Former Cops To Police USSA Farms For DuPont
The world’s second largest seed company is planning to send dozens of former police officer across North America to make sure that no farmer does as their ancestors: replant seeds. DuPont, the shady company which brought the world the likes of DDT and the best-selling genetically modified soybean seed, is combing coast-to-coast to find evidence of farmers illegally saving Dupont seeds for replanting. Replanting of seeds bought from DuPont is not okay under the sales contracts. The company has already begun the operations in Kanada, and will begin looking through fields in the USSA this coming year, according to a DuPont senior manager.
DuPont is nervous that, for some reason, demand for their Roundup Ready soybeans might not be what they like, so they are trying to protect their Roundup by Monsanto ready crops. Monsanto has carried the task of patrolling the crops of the US, but they are getting out, moving onto a new line of seeds, and so DuPont will now have to police the “illegal beans.”
“Farmers are never going to get cheap access to these genetically engineered varieties,” said Charles Benbrook, a research professor at Washington State University’s Center for Sustaining Agriculture and Natural Resources. “The biotech industry has trumped the legitimate economic interests of the farmer again by raising the ante on intellectual property.”

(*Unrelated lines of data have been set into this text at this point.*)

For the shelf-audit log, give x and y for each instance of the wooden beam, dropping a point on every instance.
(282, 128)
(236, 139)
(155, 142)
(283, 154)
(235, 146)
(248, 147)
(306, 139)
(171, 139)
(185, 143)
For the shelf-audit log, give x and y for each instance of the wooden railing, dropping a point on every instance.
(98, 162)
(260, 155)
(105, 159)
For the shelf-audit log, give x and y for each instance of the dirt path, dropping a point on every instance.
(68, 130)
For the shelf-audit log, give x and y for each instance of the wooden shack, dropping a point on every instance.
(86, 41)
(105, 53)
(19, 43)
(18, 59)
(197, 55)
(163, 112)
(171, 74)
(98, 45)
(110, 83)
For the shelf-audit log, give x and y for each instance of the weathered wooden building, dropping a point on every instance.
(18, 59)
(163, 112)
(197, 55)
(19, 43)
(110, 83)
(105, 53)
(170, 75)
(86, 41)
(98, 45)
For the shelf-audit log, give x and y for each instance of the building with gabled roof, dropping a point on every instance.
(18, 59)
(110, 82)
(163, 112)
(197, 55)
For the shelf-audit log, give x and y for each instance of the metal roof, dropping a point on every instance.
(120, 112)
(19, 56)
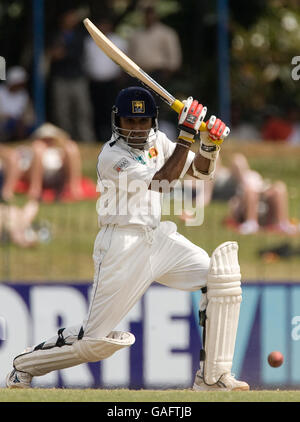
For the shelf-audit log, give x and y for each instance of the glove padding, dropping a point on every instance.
(213, 137)
(190, 119)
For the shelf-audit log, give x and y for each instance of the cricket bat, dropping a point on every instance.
(120, 58)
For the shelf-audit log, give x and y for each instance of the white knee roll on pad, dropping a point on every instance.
(224, 295)
(40, 362)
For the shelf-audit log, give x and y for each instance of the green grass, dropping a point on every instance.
(158, 396)
(68, 256)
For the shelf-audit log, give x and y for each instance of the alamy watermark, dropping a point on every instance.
(124, 197)
(296, 70)
(2, 68)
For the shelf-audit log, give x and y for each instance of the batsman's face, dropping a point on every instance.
(136, 128)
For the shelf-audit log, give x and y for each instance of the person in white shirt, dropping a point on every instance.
(16, 111)
(105, 77)
(134, 248)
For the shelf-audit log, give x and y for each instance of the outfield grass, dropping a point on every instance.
(158, 396)
(68, 256)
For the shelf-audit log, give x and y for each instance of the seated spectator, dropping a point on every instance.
(254, 203)
(283, 128)
(52, 161)
(16, 223)
(241, 129)
(9, 173)
(258, 203)
(16, 111)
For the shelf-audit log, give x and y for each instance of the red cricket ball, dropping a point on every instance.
(275, 359)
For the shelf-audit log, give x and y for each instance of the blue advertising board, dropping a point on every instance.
(168, 337)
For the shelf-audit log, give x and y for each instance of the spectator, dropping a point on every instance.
(105, 77)
(254, 203)
(71, 102)
(52, 161)
(257, 203)
(16, 111)
(242, 129)
(156, 47)
(16, 223)
(9, 172)
(283, 129)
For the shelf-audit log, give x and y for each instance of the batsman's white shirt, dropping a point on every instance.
(133, 248)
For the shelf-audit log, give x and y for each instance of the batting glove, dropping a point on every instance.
(213, 137)
(190, 119)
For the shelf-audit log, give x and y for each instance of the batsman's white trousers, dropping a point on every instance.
(128, 259)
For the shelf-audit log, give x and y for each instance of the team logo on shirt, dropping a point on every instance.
(121, 165)
(138, 107)
(152, 152)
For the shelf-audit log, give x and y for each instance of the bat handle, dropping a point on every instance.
(178, 106)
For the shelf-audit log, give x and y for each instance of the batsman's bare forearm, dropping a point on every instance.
(201, 164)
(172, 169)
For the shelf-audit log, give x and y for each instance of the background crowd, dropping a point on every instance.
(82, 83)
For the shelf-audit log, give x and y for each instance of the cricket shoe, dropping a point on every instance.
(227, 382)
(18, 379)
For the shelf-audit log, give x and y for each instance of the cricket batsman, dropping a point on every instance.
(134, 248)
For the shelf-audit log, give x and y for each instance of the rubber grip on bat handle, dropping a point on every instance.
(178, 106)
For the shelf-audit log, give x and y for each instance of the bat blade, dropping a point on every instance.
(121, 59)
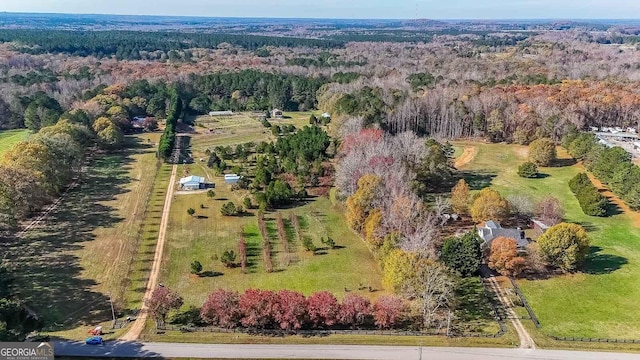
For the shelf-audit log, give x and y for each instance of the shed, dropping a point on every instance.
(231, 178)
(539, 226)
(192, 183)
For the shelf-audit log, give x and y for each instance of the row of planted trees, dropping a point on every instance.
(286, 310)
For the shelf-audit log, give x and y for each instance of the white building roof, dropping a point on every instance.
(192, 180)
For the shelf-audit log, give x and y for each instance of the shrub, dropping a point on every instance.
(564, 246)
(228, 258)
(462, 254)
(504, 257)
(388, 311)
(308, 245)
(322, 308)
(221, 309)
(460, 197)
(354, 310)
(489, 205)
(196, 267)
(528, 170)
(542, 152)
(591, 201)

And farmers get sued. Monsanto controls approx. 28 percent of the soybean market in the US, making it the largest soybean producer and exporter in 2011. DuPont has about 36 percent of the share. The weed-killer tolerant seeds and related licenses generated nearly $2 billion in sales for Monsanto in the year through August, 13 percent of the company’s overall total. DuPont saw $1.37 in soybean revenue in 2011, or 3.6% of overall sales.